I'm writing Mr Beattie's life story for a talk at U3A (University of the Third Age). I really thought I knew Beattie, having written about him for the web site 6 years ago. I read a lot of stuff at the time and thought I had it pretty right. I was wrong.
John Watt Beattie came to Tasmania purely by chance. A weird set of circumstances really. I'd read about his father's (pictured above) fight with the church but I never realised how random that all was. The church features heavily in his life and Scotland in the 1860s was a pretty serious place. As a church elder and in his 40s you would think he was at the top of his game, in his prime. But the matter of music in the church so upset him that he started making rash decisions. First he resigned from the church and then he cut all ties. But that wasn't enough and he decided the family would have to emigrate to get away from this offence. His eyesight was failing which is a terrible thing for a photographer. (My own father's eyesight failed him late in life and I saw how that affected him.) Young John Watt Beattie was reading to his father and one night from a book on sheep farming in Australia. Old Beattie jumps up, and decides on the spot that the only solution was to go far enough away so he couldn't hear the music!
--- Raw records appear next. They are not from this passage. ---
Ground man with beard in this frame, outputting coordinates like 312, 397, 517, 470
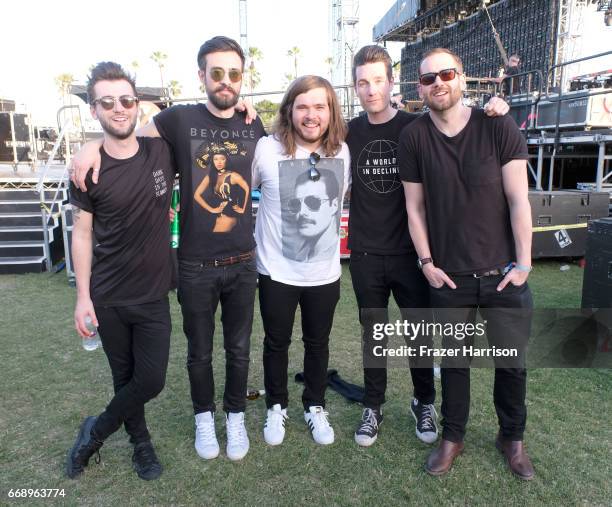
252, 76, 350, 447
71, 37, 266, 462
399, 48, 534, 479
66, 62, 175, 481
347, 45, 509, 448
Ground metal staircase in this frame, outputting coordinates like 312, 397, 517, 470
0, 106, 84, 276
0, 185, 66, 273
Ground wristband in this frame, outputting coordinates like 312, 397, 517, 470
513, 263, 532, 272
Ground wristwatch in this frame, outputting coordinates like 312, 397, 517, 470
417, 257, 433, 270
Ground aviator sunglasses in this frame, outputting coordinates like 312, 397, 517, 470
92, 95, 139, 110
209, 67, 243, 83
308, 152, 321, 181
418, 68, 460, 86
287, 195, 330, 213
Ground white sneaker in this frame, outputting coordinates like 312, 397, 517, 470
226, 412, 249, 461
194, 411, 219, 459
304, 406, 335, 445
264, 404, 288, 446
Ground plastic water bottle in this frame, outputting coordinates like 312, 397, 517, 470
82, 315, 102, 351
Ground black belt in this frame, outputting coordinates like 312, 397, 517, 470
449, 267, 506, 278
203, 250, 255, 268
Young John was dispatched to Australia to scout the land for opportunities. He spent time in Melbourne and then travelled by boat to Launceston. The place did not make a good impression on him at all. I think it's fair to say, reading the letter he wrote to his father, that he hated it. He points out that Tasmania is incredibly beautiful but business was bad here and sheep farming was doomed to fail miserably. Beattie senior would hear nothing of that and packed the whole family off to Tasmania. They settled in New Norfolk and farmed sheep. And they failed miserably, losing all their money. Young John showed such great promise as a photographer that two different people offered to start him in business, the first offering to put up two hundred pounds which was a fortune in those days. He accepted the second offer from the Anson Brothers and that was the start of his career and his lasting contributions to Tasmania.
It seems to me that Beattie's success in Tasmania and in fact his very arrival was such a roll of the dice. If he had packed up and gone back to Scotland with his father and family, Beattie's Studio might never have happened.